O3 APenai is less on an implicit standard at first

The contradiction between the standard results from the first and third party of the O3 AI model from Openai Ask questions about the company’s transparency Model test practices.

When openai O3 in DecemberThe company claimed that the model can answer slightly more than a quarter of questions on Frontiermath, a difficult group of mathematics problems. This competing result detonated away-the next model was able to answer only about 2 % of Frontiermath problems correctly.

“Today, all shows contain less than 2 % (on Frontiermath), Mark Chen, chief research official at Openai, He said during the live broadcast. “We see (internally), with O3 in aggressive test time calculation settings, we can get more than 25 %.”

As it turned out, this number was likely to be a higher limit, verifying a version of O3 with more computing behind it from the Openai model that was publicly launched last week.

EPOCH AI, the research institute behind Frontiermath, has released the results of its standard independent O3 tests on Friday.
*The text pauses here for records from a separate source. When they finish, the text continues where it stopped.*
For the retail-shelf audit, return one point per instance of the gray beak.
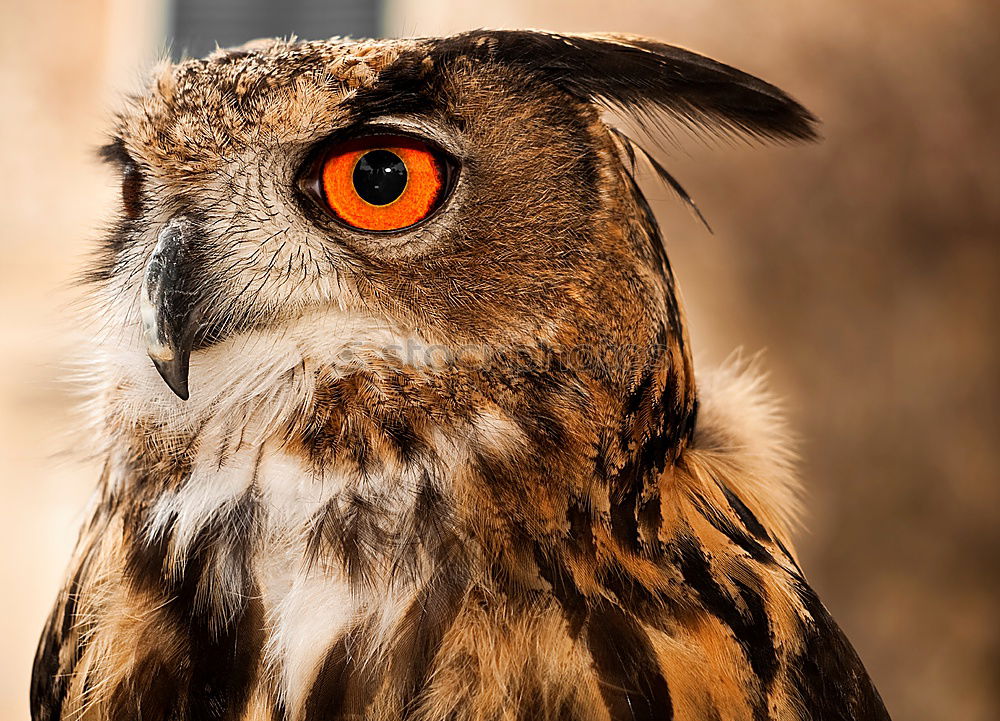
(170, 307)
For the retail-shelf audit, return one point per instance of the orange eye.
(382, 182)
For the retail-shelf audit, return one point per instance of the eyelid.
(309, 181)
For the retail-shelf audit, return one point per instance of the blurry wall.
(866, 266)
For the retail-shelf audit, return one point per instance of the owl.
(398, 412)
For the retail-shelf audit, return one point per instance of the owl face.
(464, 191)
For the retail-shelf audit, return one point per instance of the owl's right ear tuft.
(636, 75)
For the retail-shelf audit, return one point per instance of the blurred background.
(867, 266)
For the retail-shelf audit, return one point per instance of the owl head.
(417, 203)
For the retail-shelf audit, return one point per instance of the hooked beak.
(170, 306)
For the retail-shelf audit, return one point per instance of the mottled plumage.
(461, 471)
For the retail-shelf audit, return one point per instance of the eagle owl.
(398, 412)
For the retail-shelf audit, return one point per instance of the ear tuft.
(637, 75)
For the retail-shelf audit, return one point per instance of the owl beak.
(169, 306)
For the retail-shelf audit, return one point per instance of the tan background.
(867, 266)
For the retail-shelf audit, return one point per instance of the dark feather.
(637, 75)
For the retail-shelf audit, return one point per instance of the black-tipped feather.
(633, 149)
(636, 75)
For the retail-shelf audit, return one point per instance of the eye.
(380, 182)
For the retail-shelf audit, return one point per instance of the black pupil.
(380, 177)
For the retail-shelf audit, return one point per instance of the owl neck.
(444, 461)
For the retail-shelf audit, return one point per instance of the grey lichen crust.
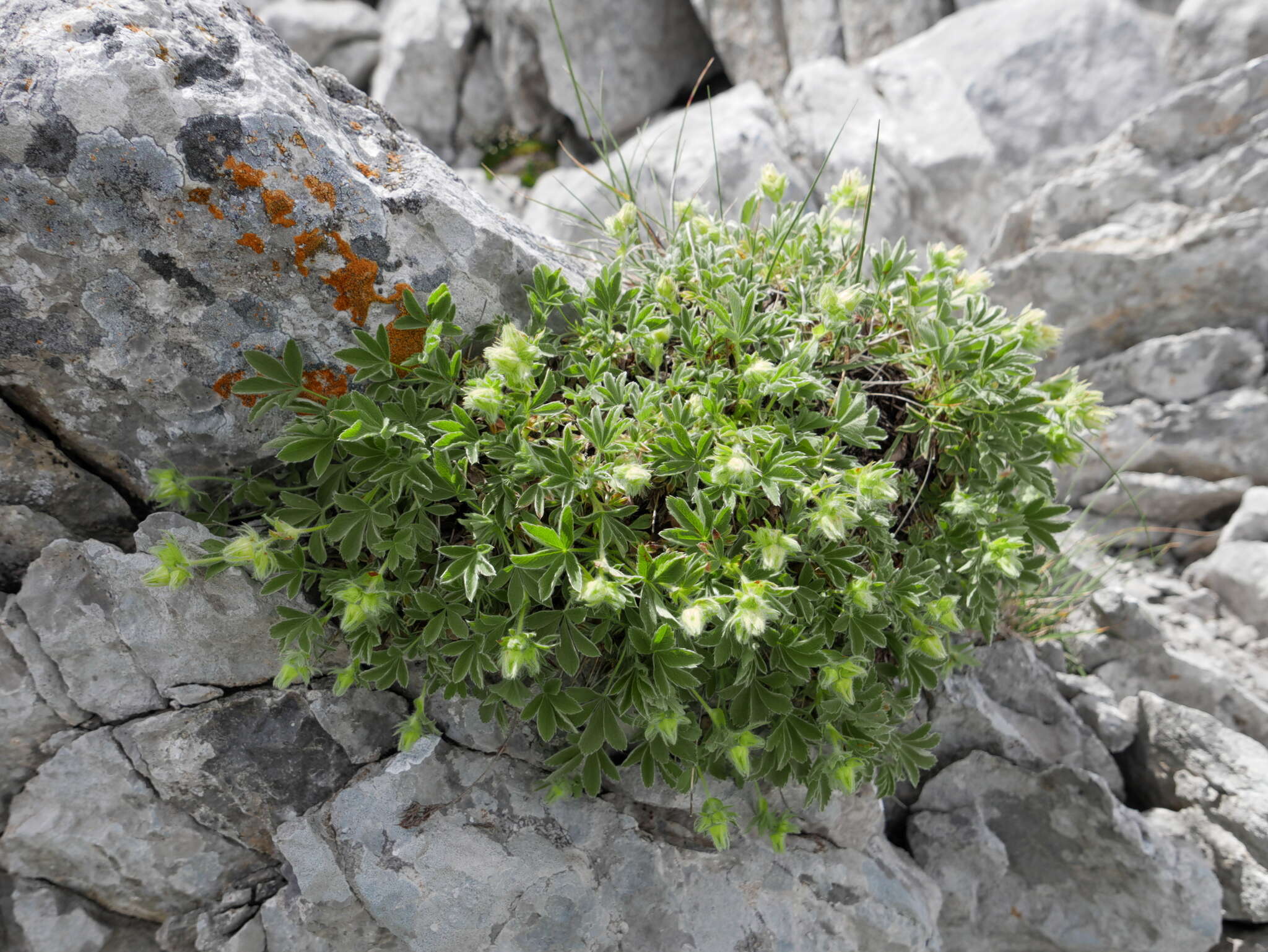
(179, 188)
EPOCH found that O3 recorded about 10 %, which is much lower than the highest degree in Openai.

Openai O3 has released a very expected thinking model, along with O4-MINI, a smaller and cheapest model of O3-MINI.

We evaluated the new models on our wing of mathematics and science standards. Results on the topic! pic.twitter.com/5gbtzkey1b

AI era (Epochairesearch) April 18, 2025

This does not mean openai a lie, in itself. The standard results published by the company in December show a lesser degree that corresponds to the era of the outfit. EPOCH also noticed that the preparation of its test is most likely from Openai, and that it used an updated version of Frontiermath to evaluate it.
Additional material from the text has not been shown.